Avec toute l’attention portée à l’Europe de l’Est, l’élection présidentielle française de ce mois-ci s’est plutôt glissée dans les classes politiques mondiales. Ce qui semblait autrefois être une deuxième marche arrière successive pour le président Emmanuel Macron est désormais loin d’être garanti, la possibilité d’une victoire pour la candidate d’extrême droite anti-musulmane Marine Le Pen n’étant pas hors de question.
En 2017, Macron est devenu le plus jeune président de l’histoire de France à seulement 39 ans. Il a brisé l’ancien duopole bipartite avec son mouvement En Marche en un an seulement – le nouveau balai dynamique pour balayer les toiles d’araignées de l’ancien ordre français. Serait-il l’homme qui restaurerait la fierté française et apaiserait le sentiment pessimiste généralisé de déclin qui plane sur une si grande partie de la France ? Eh bien, l’insurgé de 2017 est vraiment l’homme d’élite de l’establishment de 2022.
La victoire de Macron la dernière fois a peut-être porté le coup final à l’ancien ordre politique français, qui s’était érodé au cours des décennies précédentes. Cette année, la candidate du Parti socialiste Anne Hidalgo n’est même pas aux courses, ses sondages oscillant autour de 4% seulement. C’est le parti de François Mitterrand, qui il y a moins de dix ans avait à la fois la présidence et le contrôle des deux chambres du parlement.

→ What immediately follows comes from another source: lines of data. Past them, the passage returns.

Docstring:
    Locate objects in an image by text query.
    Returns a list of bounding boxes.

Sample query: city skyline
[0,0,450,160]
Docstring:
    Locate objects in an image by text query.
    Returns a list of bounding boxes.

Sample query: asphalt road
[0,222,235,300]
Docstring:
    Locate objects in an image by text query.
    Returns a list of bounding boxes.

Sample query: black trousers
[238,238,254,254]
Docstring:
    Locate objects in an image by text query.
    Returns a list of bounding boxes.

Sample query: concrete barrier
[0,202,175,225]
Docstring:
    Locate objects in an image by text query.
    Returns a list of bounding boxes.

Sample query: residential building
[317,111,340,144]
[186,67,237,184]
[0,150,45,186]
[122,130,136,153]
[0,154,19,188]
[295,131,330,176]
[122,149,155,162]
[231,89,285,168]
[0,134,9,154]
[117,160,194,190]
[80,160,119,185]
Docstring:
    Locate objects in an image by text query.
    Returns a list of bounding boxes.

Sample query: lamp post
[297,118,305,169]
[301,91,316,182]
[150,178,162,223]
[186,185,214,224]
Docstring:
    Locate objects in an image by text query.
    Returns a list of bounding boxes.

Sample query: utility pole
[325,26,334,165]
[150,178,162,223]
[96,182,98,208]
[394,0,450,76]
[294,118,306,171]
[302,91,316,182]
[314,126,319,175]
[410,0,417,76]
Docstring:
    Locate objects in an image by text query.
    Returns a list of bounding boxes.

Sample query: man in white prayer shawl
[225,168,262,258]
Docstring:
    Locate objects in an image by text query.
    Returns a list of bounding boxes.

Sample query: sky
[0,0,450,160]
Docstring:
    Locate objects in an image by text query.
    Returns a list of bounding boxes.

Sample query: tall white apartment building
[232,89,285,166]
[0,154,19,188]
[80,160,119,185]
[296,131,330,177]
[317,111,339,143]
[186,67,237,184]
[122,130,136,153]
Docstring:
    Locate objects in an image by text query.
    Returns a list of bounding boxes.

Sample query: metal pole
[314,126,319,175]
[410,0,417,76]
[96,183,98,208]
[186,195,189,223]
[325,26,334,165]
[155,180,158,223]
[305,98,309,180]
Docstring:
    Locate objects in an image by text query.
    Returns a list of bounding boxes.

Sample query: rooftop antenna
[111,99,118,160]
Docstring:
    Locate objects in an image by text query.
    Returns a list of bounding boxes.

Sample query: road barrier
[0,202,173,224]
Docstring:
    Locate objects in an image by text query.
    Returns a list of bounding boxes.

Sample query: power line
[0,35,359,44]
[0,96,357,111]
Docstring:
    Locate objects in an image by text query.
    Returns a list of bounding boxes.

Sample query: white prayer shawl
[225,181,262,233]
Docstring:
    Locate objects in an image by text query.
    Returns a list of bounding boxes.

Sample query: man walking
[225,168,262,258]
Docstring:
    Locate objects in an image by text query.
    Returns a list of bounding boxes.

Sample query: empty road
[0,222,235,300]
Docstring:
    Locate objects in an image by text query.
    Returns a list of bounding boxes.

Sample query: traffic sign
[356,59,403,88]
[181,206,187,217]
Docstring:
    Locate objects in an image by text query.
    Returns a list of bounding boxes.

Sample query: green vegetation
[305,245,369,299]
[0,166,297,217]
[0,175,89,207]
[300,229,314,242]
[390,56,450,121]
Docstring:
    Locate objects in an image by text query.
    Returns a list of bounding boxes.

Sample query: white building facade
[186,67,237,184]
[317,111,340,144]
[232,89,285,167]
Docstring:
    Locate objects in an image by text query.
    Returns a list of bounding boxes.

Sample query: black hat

Les cols bleus, autrefois la base des partis socialistes et communistes, ont transféré leur soutien à l’extrême droite sous la forme de Le Pen. Ce soutien de la gauche est à l’origine de son envolée dans les sondages récents, au point qu’elle constitue une menace sérieuse pour le favori, Macron. C’est un monde loin de 2017, lorsque Macron a battu Le Pen de 66% contre 34 lors du second tour.
Apparemment trop confiant, Macron a à peine pris la peine de faire campagne, se concentrant plutôt sur l’Ukraine, ses entretiens avec Vladimir Poutine et améliorant son image présidentielle. Le message semblait être que la politique électorale est trop triviale pour lui alors qu’il tente, en vain, de sauver l’Europe. Il oppose cela à certains de ses adversaires, qui ont un bilan plutôt pro-Poutine, y compris des accusations selon lesquelles Le Pen aurait reçu des fonds russes dans le passé.
Mais l’effet ukrainien s’est estompé. Il y a de la colère dans les rues de France à propos des prix du carburant, du coût de la vie et de l’immigration. L’inflation est de 4,5 % et pourrait encore augmenter.
L’amélioration des sondages de Le Pen a encouragé Macron à se relâcher davantage vers la droite alors que la gauche se fracture. Ce faisant, il s’est également revêtu d’une partie de l’habit anti-islamique de ses adversaires les plus extrêmes.
Tout cela préoccupe énormément les musulmans français, qui sont au nombre d’environ 6 millions, soit environ 8 % de la population totale, et le plus grand nombre du monde « occidental ». Macron avait proclamé qu’il serait président pour tous les Français. Beaucoup de musulmans français pensent que ce n’est pas le cas. Le dénigrement des musulmans en France a atteint les pires niveaux observés dans toutes les grandes démocraties en dehors des États-Unis. Comme outre-Atlantique — c’est un grand vainqueur des suffrages.
Chems-Eddine Hafiz, le recteur de la Grande Mosquée de Paris, a exprimé le mois dernier ces craintes en déclarant : « Nous sommes dans une société fracturée et en quête d’elle-même, une société fragilisée et craintive après la pandémie. Le fait de chercher un bouc émissaire, il y a eu des précédents à ça : en 1930, quand on a commencé à pointer du doigt des juifs qui sont devenus « le problème de toute une société »… Aujourd’hui ce ne sont plus des juifs, ce sont des musulmans.